Substrate | Clr4 WT | Clr4 K455R/K472R | ||||
---|---|---|---|---|---|---|
Km (µM) | rel. vmax | N | Km (µM) | rel. vmax | n | |
AdoMet | 11.4 ± 1.5 | 1.0 ± 0.01 | 1.87 ± 0.19 | 13.6 ± 1.0 | 0.71 ± 0.08 | 1 |
3. Discussion
Previous data have shown Clr4 in an autoinhibited state, because its ARL binds to the active site cleft and thereby blocks binding of methylation external substrates [40]. Due to the positioning of lysine residues next to the active center, automethylation of Clr4 can occur at residues K455 and K472 in the ARL. Methylation of the ARL leads to its dissociation from the active site and relief of autoinhibition [40] (Figure 7). In this study, we used the modulation of the autoinhibition and automethylation through engineering of ARL mutants as an approach to fine-tune the Clr4 methyltransferase activity. Based on this, we report novel mechanistic insights into the automethylation-mediated allosteric enzyme regulation in terms of the histone peptide and AdoMet cofactor binding. The competition of the external peptide and ARL for binding to the active site is illustrated by our results obtained with the H3K9me0 and H3K9me1 peptides. H3K9me1 was found to bind more strongly to the enzyme and consequently it was more efficiently methylated and more efficient in overcoming the autoinhibition. The preference of Clr4 for H3K9me1 substrates observed here is in parallel with similar observations made with the related human enzymes SUV39H1 and SUV39H2 [33,41]. This result suggests that the Clr4 autoinhibition regulation may play a more prominent role in controlling the deposition of the first methyl group on H3K9, leading to the conversion of H3K9me0 into H3K9me1, than in the conversion of H3K9me1 into H3K9me2.
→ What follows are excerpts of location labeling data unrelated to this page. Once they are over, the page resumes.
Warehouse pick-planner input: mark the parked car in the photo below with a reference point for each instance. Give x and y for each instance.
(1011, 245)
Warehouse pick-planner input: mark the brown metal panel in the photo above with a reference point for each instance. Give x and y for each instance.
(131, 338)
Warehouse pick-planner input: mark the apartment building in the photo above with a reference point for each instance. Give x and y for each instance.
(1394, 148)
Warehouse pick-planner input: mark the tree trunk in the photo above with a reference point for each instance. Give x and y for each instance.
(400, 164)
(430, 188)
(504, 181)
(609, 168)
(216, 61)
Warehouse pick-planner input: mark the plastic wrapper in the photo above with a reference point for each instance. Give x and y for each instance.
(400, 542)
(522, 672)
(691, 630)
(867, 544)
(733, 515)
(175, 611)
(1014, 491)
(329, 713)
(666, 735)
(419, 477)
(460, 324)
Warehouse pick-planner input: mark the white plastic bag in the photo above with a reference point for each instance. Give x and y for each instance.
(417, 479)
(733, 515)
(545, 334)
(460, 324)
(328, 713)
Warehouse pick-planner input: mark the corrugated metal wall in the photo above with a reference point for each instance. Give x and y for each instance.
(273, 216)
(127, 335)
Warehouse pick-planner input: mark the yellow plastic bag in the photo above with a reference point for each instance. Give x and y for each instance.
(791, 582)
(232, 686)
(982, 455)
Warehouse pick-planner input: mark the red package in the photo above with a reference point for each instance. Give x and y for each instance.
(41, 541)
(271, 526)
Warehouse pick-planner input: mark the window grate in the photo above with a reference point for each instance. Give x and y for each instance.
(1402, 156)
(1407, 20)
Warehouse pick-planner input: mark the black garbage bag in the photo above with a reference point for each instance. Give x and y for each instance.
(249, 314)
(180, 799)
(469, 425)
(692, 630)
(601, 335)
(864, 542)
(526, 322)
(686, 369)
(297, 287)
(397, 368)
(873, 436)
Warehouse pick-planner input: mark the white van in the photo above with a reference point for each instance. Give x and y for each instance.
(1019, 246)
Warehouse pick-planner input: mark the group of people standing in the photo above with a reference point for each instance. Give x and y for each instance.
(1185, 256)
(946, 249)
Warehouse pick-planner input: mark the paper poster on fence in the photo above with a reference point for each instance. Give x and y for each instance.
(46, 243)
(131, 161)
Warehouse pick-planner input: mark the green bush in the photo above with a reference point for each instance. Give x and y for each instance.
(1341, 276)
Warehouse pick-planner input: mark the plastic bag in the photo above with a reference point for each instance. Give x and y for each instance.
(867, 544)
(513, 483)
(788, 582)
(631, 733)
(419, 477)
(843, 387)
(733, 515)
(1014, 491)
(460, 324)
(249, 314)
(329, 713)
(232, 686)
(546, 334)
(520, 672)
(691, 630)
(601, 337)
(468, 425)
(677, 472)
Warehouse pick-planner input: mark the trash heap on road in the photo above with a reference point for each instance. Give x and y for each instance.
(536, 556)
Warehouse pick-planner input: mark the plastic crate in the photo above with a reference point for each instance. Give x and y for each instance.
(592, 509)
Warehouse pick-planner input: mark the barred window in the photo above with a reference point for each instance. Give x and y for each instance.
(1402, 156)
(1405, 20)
Regarding the Clr4 mutants, the designed A454R mutant showed an increased automethylation which was engineered by fitting the ARL sequence more to the Clr4 specificity sequence identified previously by our lab [39]. The increased automethylation shifts the conformation of the ARL towards the non-autoinhibited state and, consequently, enzyme activity was increased. In addition, a stronger inhibition of the A454R automethylation by the histone peptides in comparison with the WT was observed. This could be explained if the mutated ARL fits less well into the peptide-binding cleft, leading to a shift of the ARL conformation towards the non-autoinhibitory state. The strong automethylation of the A454R mutant indicates that once the ARL binds to the active center of Clr4, its methylation is more efficient due to the better sequence context of the target lysine. This means that the hyperactivity of the Clr4 A454R mutant is due to two effects, an increase in ARL automethylation and a less stable binding of the ARL to the peptide-binding cleft.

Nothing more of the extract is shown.